One of the project’s central themes is the substantial and multidimensional contribution made by Muslim individuals and communities to European culture and identity.

Our Shared Europe combines a wide range of activities – eg conferences, debates, workshops, research and exhibitions – organised in collaboration with our partners across the continent.

Evliya Celebi exhibition

Evliya Celebi’s birth really occurs when he begins to travel and write, spurred on by dreams at pivotal moments in his life.

His ten volumes of writing called Seyahatname - Book of Travels - are still being translated, but they provide a unique insight into 17th century Istanbul and the city’s relationship with the wider world including London, Cairo and Vienna.

Evliya’s style of writing was unusual and did not fit any particular genre and mirrors a man who was a complex mix of pious Muslim, soldier, musician, raconteur, and writer.

The team behind this exhibition is perhaps rightly eclectic:the Khalili Collection, largest private Islamic art collection in the world; Royal Academy of Music; Suki Chan, an award winning film-maker who recently appeared in the BBC’s School of Saatchi;  Mercan Dede, an international sufi musician and DJ; and a number of leading historians including Caroline Finkel, author of the authoritative Osman’s Dream: The History of the Ottoman Empire.

Evliya’s accounts vividly show the intricate conversations that occurred between what has been described as the Islamic world and Europe, through the eyes of a Muslim. As Robert Dankoff, author of an Ottoman Mentality: The World of Evliya Celebi writes, that to touch the text is to touch the man.

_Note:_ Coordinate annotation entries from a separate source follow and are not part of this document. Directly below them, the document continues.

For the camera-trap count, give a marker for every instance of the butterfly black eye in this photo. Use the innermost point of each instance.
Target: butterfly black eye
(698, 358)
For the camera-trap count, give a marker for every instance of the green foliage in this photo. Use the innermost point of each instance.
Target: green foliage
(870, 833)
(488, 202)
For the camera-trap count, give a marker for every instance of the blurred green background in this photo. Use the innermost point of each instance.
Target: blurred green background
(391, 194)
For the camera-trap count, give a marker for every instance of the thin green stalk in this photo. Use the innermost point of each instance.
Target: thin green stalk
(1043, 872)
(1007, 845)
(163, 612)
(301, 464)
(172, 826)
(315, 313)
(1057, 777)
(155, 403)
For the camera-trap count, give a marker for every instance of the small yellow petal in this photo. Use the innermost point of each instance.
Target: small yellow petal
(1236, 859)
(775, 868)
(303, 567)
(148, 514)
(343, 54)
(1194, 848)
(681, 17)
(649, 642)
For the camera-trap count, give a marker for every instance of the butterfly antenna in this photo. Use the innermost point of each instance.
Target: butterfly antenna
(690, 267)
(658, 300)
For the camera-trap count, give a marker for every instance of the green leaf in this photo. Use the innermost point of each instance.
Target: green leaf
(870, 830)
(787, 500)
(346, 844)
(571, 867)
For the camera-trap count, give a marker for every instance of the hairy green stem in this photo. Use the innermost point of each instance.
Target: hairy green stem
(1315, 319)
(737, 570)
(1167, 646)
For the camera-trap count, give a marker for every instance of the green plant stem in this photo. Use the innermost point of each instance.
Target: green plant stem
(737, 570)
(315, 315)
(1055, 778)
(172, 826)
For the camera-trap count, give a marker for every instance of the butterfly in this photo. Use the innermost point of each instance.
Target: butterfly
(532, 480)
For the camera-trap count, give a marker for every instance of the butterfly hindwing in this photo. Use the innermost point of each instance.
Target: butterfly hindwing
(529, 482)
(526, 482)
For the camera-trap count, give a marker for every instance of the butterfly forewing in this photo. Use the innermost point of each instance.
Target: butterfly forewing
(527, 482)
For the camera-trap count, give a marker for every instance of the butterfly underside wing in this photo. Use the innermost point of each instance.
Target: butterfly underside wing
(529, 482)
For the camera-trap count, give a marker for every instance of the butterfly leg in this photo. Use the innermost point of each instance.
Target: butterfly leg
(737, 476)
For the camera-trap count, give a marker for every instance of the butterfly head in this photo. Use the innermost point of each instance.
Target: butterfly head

Maslaha is working in partnership with the British Council's Our Shared Europe project to build an online exhibition all about the constant mix of conversations that have occurred between Islamic people, cultures, societies and Europe.

The theme of the exhibition is TRAVEL - both of individuals and also ideas across time and geographical boundaries. In particular, we will focus on a 17th century Turkish traveller, Evliya Celebi, who wrote extensively of his travels to Europe and North African in his book, Seyahatname - Book of Travels.

This exciting exhibition will bring together Evliya's account with European accounts both in his time and two hundred years later using films, music, storytelling, unique archive images and much more.

Just to make things even more interesting, we are building a physical exhibition which we will capture digitally to turn into an online entity.

This project is supported by the British Council, as part of their Our Shared Europe project which seeks to acknowledge the contribution of Islamic communities and cultures – both in the past but also in the present – to the shaping of contemporary European civilisation and society.